Once again quoting your doctrine and not Scripture. And there is no Scripture that explicitly supports that doctrine. There is in fact Scripture which
explicitly says that God has chosen and predestined
us. No real wiggle room there. We believe what it says of you don't, no matter how clever the sophistry we use to try and evade it.
Predestine does not mean foreknow, even if we chant it like a mantra.
Predestine means "to destine, decree, determine, appoint, or settle beforehand". No way to make it mean "know what's going to happen beforehand". To try to conflate the two is, at best, intellectually dishonest.
Zat mean that God has decreed everything that happens, good or bad, from the beginning? Nope, nor does Scripture say any such thing. No "kismet", and human will in full effect, as we prove every time we sin.
Will, but not
free will. Don't believe it? Just try not sinning for a while and see how free your will is. Ask anyone who's ever tried to give up a pernicious habit. Free will? Ha!
Romans 7
14 For we know that the law is spiritual: but I am carnal, sold under sin.
15 For that which I do I allow not: for what I would, that do I not; but what I hate, that do I.
16 If then I do that which I would not, I consent unto the law that it is good.
17 Now then it is no more I that do it, but sin that dwelleth in me.
18 For I know that in me (that is, in my flesh,) dwelleth no good thing: for to will is present with me; but how to perform that which is good I find not.
19 For the good that I would I do not: but the evil which I would not, that I do.
St. Paul
willed not to sin, but he still sinned. His will was not free to prevent him from sinning. So it is with us all. We are saved by the grace and mercy of God.
Ephesians 2:
8 For
by grace are ye saved through faith;
and that not of yourselves:
it is the gift of God:
9 Not of works, lest any man should boast.
"Free will" not only doesn't save us, it's the misuse of free will that separates us from God in the first place. God does the saving, not us. Not our free will, not our niceness, not our zeal, not anything we do at all. Nothing. We are the poor victims being swept away by Niagara, being turned in all directions, slammed against rocks, gasping for air and breathing water, and finally flung over the precipice to be beaten into nonexistence on the rocks below. No act of will, free or otherwise, can alter our course or make our doom any less certain. If we aren't rescued by someone other than ourselves we must inevitably be destroyed.

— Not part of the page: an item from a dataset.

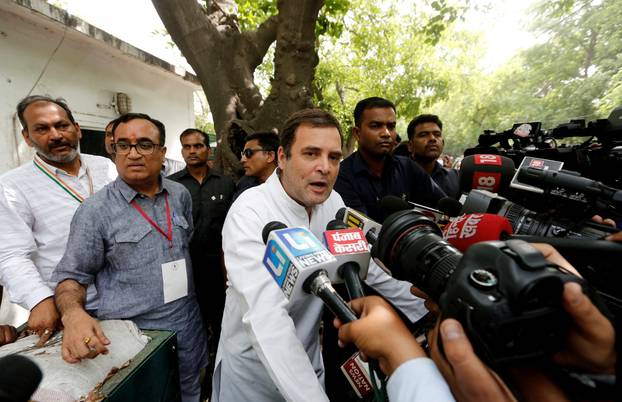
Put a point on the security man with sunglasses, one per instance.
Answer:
(258, 159)
(211, 194)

For by grace we are saved, not of ourselves: it is the gift of God.
We like to think that we are saved by our free will because we like to believe that somehow we deserve to be saved. "I saw the light", "I have decided...", "I found it", "I accepted Christ", we want ourselves to be the center of things, and above all to think well of ourselves.
Now maybe I'm dirty, and maybe I smoke a little dope.
It ain't like I'm going on TV and tearing pictures of the pope.
I know I get wild and I know I get drunk.
But it ain't like I gotta bunch of bodies in my trunk.
My old man used to call me a no-good punk
And I still don't know why.
I know I ain't perfect, but
I think I'm an alright guy.
I think I'm alright. -- Todd Snider, "Alright Guy"
That's all of us in a nutshell. And on top of that, we want to believe that we contributed to our own salvation.